Envision Group eyes potential in mobility, hydrogen and weather forecasting
TOKYO — One of China’s biggest wind turbine makers plans to tackle the country’s chronic shortage of electric vehicle charging points: mobile robots that bring the juice to the car.
Envision Group plans to start testing its Mochi robot — so named because it provides mobile charging services — in Shanghai this year. The robot is also being shipped to Singapore.
The company aims to make the robot available through a smartphone app-based membership service that will allow drivers to leave their cars for Mochi to find and charge automatically.
“Your parking will totally change … you don’t spend time looking for charging stations. You don’t need to wait in your charging station,” Envision’s Chief Executive Lei Zhang told Nikkei Asia in an interview. “We can put the robot in all car parks for big buildings,” he said.
As many countries aim to shift from gasoline-powered cars to more environmentally friendly vehicles, building the charging infrastructure to support EV drivers has been a key challenge. And even with a sufficient number of charging points, charging EVs takes longer than fueling conventional cars.
Mochi is designed to make life a little easier for EV drivers, but it is also part of Envision’s larger ambition: to tackle climate change by creating a new type of energy system. The company is the world’s fourth-biggest wind turbine maker after Vestas, General Electric and China’s Goldwind, having installed 10.7 gigawatts in 2020, according to the Global Wind Energy Council. The group also has a battery business, which supplies Japanese carmaker Nissan Motor.https:
Zhang hopes to create an energy system in which wind and solar power replace coal in electricity generation, and batteries and hydrogen replace the fossil fuels used in transportation.

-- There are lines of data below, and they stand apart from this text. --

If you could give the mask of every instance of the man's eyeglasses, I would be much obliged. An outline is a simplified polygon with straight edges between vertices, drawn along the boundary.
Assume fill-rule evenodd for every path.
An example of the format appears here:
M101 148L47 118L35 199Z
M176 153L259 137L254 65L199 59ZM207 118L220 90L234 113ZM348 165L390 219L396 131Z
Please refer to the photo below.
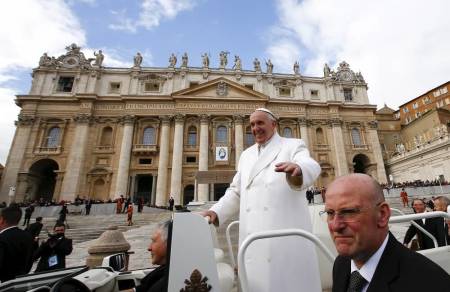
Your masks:
M320 211L319 215L326 222L332 222L336 217L340 222L355 222L358 220L358 215L364 211L370 210L380 206L383 202L379 202L375 206L362 207L362 208L345 208L341 210L324 210Z

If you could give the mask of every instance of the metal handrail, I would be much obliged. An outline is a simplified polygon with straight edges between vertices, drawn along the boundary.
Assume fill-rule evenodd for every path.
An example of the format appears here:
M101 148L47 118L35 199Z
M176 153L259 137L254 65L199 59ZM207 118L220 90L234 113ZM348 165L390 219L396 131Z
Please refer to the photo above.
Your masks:
M394 208L391 208L391 209L394 210ZM397 210L397 209L395 209L395 210ZM400 213L402 213L400 210L398 210L398 211ZM399 217L401 217L401 218L399 218ZM435 211L435 212L425 212L425 213L419 213L419 214L393 216L389 219L389 222L390 223L401 223L401 222L410 221L410 223L412 225L414 225L414 227L416 227L423 234L425 234L426 236L431 238L431 240L433 241L434 247L438 247L438 242L436 240L436 237L434 237L430 232L425 230L425 228L423 228L422 226L420 226L419 224L417 224L414 221L414 220L419 220L419 219L436 218L436 217L444 217L444 218L450 219L450 214L448 214L446 212L442 212L442 211Z
M247 236L247 238L242 243L238 252L238 264L239 264L239 280L241 282L242 292L248 292L247 287L247 270L245 268L245 253L247 248L251 243L256 240L265 239L265 238L273 238L273 237L281 237L281 236L300 236L309 241L312 241L316 246L320 248L320 250L325 254L325 256L330 260L330 262L334 263L334 255L331 251L323 244L320 239L312 234L311 232L302 230L302 229L281 229L281 230L269 230L269 231L260 231L255 232Z
M236 224L239 224L239 221L233 221L230 224L228 224L227 230L225 232L225 235L227 237L227 243L228 243L228 254L230 255L231 265L233 266L233 269L236 268L236 260L234 259L233 247L231 246L230 230L231 230L231 227L233 227Z
M400 213L400 215L406 215L405 212L401 211L400 209L391 208L391 211L398 212L398 213Z

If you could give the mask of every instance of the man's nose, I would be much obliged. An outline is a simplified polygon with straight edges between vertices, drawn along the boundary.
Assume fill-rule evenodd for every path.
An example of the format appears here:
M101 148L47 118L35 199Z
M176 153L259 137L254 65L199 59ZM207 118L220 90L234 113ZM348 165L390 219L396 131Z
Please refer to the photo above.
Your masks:
M328 220L328 228L330 228L331 231L340 231L344 229L345 226L345 222L338 216L335 216L332 220Z

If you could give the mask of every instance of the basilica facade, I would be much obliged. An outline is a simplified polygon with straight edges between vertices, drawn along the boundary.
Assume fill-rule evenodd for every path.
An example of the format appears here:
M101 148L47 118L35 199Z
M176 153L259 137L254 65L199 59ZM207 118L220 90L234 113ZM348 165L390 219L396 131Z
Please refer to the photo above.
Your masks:
M254 143L249 115L260 107L278 116L280 135L306 142L322 167L318 187L351 172L386 182L376 106L346 62L325 65L322 77L303 76L298 63L279 74L270 60L264 70L258 59L244 70L226 52L219 68L206 54L197 67L187 54L143 67L139 53L132 67L110 68L101 51L86 58L75 44L66 49L44 54L29 94L17 96L0 201L217 200Z

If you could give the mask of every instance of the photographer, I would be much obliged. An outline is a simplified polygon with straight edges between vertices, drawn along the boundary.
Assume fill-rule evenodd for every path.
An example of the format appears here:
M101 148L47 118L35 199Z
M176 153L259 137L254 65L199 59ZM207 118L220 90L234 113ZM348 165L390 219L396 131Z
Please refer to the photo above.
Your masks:
M34 254L34 260L40 258L35 272L64 269L66 256L72 252L72 239L64 236L65 226L56 223L53 234L49 234L47 241L41 244Z

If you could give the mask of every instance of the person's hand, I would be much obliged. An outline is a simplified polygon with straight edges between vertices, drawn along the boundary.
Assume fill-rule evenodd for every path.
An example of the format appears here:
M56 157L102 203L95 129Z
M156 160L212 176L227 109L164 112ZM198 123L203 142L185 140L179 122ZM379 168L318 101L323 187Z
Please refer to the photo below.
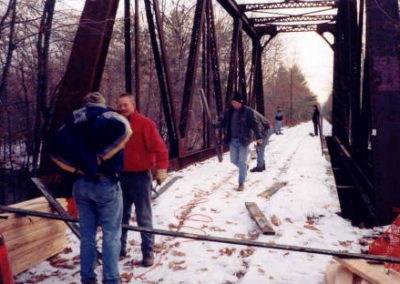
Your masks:
M162 184L166 179L167 179L167 169L158 169L156 175L157 184L158 185Z
M263 143L263 140L262 139L257 139L256 143L257 143L257 146L260 146Z

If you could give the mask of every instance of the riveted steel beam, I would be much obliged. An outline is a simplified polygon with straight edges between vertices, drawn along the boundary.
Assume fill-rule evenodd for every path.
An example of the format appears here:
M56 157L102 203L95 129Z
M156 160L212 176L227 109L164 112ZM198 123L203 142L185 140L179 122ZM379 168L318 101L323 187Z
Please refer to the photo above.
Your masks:
M267 25L257 27L257 32L260 35L276 34L276 33L290 33L290 32L325 32L333 31L334 24L298 24L298 25Z
M196 71L199 62L201 32L204 25L206 4L206 0L198 0L196 4L179 123L181 138L186 137L190 126L190 110L192 108L195 91Z
M164 32L161 27L160 12L158 10L158 1L153 1L154 16L151 8L151 3L149 0L144 1L147 22L150 32L150 40L153 48L154 62L156 65L158 85L160 87L161 101L164 108L165 120L168 128L169 137L169 150L170 157L175 158L178 156L179 152L179 138L178 138L178 128L176 126L176 117L173 104L173 90L170 82L169 65L167 54L165 51L164 44ZM154 17L156 19L156 24L154 23ZM158 38L156 35L158 32Z
M236 3L235 0L217 0L217 2L227 11L232 18L239 19L242 22L243 30L251 37L257 38L257 31L251 25L247 16L239 8L240 5Z
M250 18L250 23L255 27L263 26L264 24L271 23L293 23L293 22L321 22L321 21L335 21L336 15L310 15L310 16L280 16L280 17L261 17Z
M289 0L279 3L254 3L254 4L241 4L239 9L243 12L268 10L268 9L294 9L294 8L322 8L331 7L336 8L339 1L295 1Z
M388 224L400 204L400 33L395 0L366 1L366 65L371 103L374 201Z
M100 87L118 0L86 1L68 66L56 94L50 131L58 129L82 98Z

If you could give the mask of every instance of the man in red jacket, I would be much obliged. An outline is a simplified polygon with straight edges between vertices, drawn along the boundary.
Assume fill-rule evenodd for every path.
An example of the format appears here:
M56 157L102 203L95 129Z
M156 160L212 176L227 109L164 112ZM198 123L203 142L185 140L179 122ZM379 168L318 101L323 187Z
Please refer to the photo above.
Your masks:
M131 125L132 136L125 145L124 173L121 177L124 209L122 223L129 224L132 203L135 205L136 220L139 226L152 228L151 213L151 173L157 168L156 180L161 184L167 178L168 150L156 124L136 110L135 97L123 93L118 100L120 113ZM122 230L121 256L126 256L127 230ZM154 263L154 235L141 233L143 266Z

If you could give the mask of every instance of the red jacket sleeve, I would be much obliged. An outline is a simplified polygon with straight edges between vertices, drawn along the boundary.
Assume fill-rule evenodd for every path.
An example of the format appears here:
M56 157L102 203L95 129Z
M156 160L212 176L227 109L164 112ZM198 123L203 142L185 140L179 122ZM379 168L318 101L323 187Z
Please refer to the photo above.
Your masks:
M154 164L157 169L168 168L168 149L165 145L156 124L149 120L144 130L144 139L147 150L154 155Z

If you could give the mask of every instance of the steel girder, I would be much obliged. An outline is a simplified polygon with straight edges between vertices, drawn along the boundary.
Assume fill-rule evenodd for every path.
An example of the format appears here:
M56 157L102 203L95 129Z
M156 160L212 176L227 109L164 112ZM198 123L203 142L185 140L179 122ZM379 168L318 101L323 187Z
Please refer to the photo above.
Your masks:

“You also need a new grid,” he said, which he envisions as a digital platform for “connecting all the devices to achieve synergy between supply and demand.”
Zhang previously worked in the financial sector but decided to get out, he said, when he saw signs of a global crisis. Wanting to “do something more meaningful” and sensing opportunities in sustainability and renewable energy, he founded Envision in 2007.

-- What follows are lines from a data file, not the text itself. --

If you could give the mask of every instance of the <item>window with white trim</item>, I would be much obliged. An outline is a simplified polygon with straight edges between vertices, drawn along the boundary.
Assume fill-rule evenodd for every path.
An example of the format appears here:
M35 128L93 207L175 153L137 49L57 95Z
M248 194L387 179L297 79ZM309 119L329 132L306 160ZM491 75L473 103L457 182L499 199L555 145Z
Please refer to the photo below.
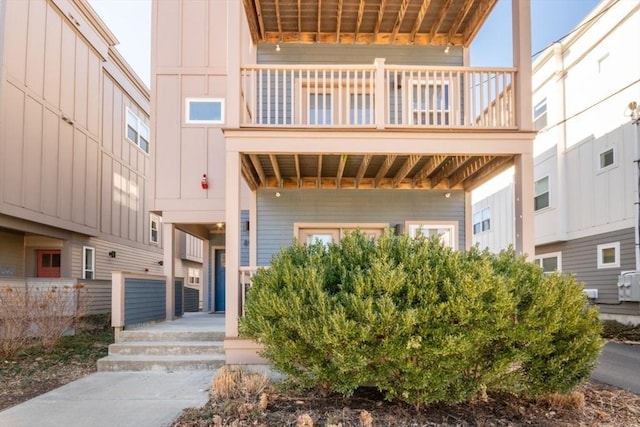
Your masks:
M295 223L294 237L303 244L320 242L324 245L339 242L347 233L359 231L364 236L378 238L389 224L383 223Z
M484 208L473 214L473 234L491 229L491 208Z
M149 242L160 244L160 217L149 214Z
M547 127L547 98L533 107L533 127L535 130Z
M620 242L598 245L597 256L598 268L620 267Z
M550 252L547 254L537 255L535 263L542 267L545 273L553 273L562 271L562 252Z
M438 236L444 246L458 249L457 221L406 221L405 227L412 238L419 233L426 238Z
M96 277L96 249L90 246L82 247L82 278L95 279Z
M330 125L333 121L330 93L310 92L309 93L309 124L310 125Z
M609 52L605 53L598 59L598 74L603 74L609 68Z
M186 98L185 123L224 124L224 98Z
M370 125L372 121L371 94L352 93L349 96L349 124Z
M549 177L536 181L533 198L533 210L539 211L549 207Z
M149 126L127 107L127 126L125 136L145 153L149 152Z
M199 285L200 284L200 269L199 268L191 268L189 267L189 284L190 285Z
M606 151L600 153L600 169L605 169L608 166L613 165L615 162L613 148L609 148Z
M418 81L411 82L409 105L411 106L412 125L448 125L449 124L449 82Z

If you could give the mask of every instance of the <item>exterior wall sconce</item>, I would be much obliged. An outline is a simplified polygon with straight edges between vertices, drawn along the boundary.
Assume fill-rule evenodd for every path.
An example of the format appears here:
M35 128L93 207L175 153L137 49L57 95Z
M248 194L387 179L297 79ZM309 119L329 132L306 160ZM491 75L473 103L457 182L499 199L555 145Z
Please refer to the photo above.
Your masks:
M203 190L206 190L209 188L209 180L207 179L206 173L202 174L202 180L200 181L200 185L202 186Z
M640 124L640 105L636 101L631 101L629 105L627 105L627 111L625 111L625 116L631 117L631 123L634 125Z
M164 265L164 261L158 261L158 265Z
M109 258L115 258L115 257L116 257L116 251L109 252Z
M451 193L444 193L444 197L448 199L449 197L451 197Z

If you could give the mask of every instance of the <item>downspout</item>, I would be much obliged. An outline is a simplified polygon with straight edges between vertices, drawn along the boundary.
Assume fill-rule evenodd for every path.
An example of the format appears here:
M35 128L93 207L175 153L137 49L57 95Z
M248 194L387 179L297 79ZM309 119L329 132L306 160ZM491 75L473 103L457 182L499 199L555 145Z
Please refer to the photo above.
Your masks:
M633 103L631 103L633 104ZM633 141L633 157L634 163L636 164L635 168L635 178L637 183L637 191L636 191L636 232L635 232L635 246L636 246L636 271L640 271L640 107L635 105L635 108L631 108L631 104L629 107L631 109L631 124L635 126L634 141Z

Envision already uses digital technology to maximize the operating rate of wind farms, equipping each turbine with up to 500 sensors and using artificial intelligence to spot potential faults in equipment.

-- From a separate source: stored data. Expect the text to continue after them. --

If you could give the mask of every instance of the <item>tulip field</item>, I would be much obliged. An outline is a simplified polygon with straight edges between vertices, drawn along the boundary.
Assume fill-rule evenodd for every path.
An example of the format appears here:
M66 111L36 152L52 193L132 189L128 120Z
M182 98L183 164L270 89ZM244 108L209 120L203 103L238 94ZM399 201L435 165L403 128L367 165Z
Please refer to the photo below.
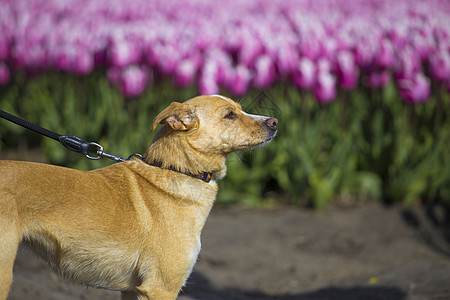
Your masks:
M106 67L126 96L154 76L201 94L292 82L318 101L394 80L405 101L450 84L445 0L2 0L0 82L10 72Z
M279 137L230 159L224 201L450 203L449 90L446 0L0 0L0 107L119 155L172 100L270 95Z

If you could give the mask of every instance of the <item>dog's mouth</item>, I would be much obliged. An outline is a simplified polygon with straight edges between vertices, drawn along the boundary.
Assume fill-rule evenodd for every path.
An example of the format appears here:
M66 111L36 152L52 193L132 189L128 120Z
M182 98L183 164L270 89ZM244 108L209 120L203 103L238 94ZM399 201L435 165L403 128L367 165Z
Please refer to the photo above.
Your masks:
M260 142L260 143L257 143L257 144L245 144L245 145L242 145L242 148L244 148L244 149L257 149L257 148L264 147L265 145L270 143L276 135L277 135L277 131L275 131L271 136L269 136L263 142Z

Envision uses its Internet of Things and AI systems to manage renewable energy facilities, buildings, and other parts of the energy infrastructure. It also makes lithium-ion batteries through its subsidiary Envision AESC, which comprises a former joint venture with Japanese companies Nissan Motor and NEC. The group’s annual revenue is about $8 billion, according to Zhang.
One of Envision’s ultimate objectives is to use the AI-driven IoT platform to adjust energy demand to supply, something that is necessary given the unpredictable nature of renewable energy.
If the world achieves net-zero greenhouse gas emissions by around 2050, as many governments are aiming for, “we [will] totally become a weather-dependent economy,” Zhang said. That is because unlike coal and oil, the availability of renewable energy is dependent on such factors as sunshine and wind.
Envision already has a weather forecasting system and is hoping to improve the accuracy of its predictions by creating its own satellite network. Meanwhile storing energy in batteries or other forms such as hydrogen when supplies are abundant would help ensure fluctuating demand can be met.
The widespread use of EV batteries would “have a huge impact on the energy system,” Zhang said, as it would make supply and demand more flexible.
On top of batteries to store energy, Envision is looking to develop its own hydrogen production equipment, Zhang said. Hydrogen can be generated by electrolysis, which breaks down water into hydrogen and oxygen by applying electricity. Zhang said he is looking for partners to work with Envision to develop renewable-energy powered electrolyzers.
Hydrogen is seen as a key technology to decarbonize sectors that are difficult to electrify, such as steelmaking and chemicals. It is also likely to be more suitable for long-haul transport and long-term storage than batteries. “Maybe in the future, every offshore wind turbine will have an electrolyzer, [so that] the output will be hydrogen,” Zhang said.
Zhang stressed that Envision Group is a global company and eyeing new markets, including Japan’s fledging offshore wind sector. He said he is looking for Japanese partners and hopes to “bring our technology to Japan to develop and incubate the Japanese local supply chain” for equipment such as blades and generators.
Envision’s battery business is based in Japan, with Nissan owning a 20% stake in AESC. The company this year announced plans to build factories in Japan and France to supply Nissan, Renault Group and other automakers. Zhang suggested that there are opportunities worldwide, saying that by being “open for [global] talent, open for partnership … it gives you access to all countries.”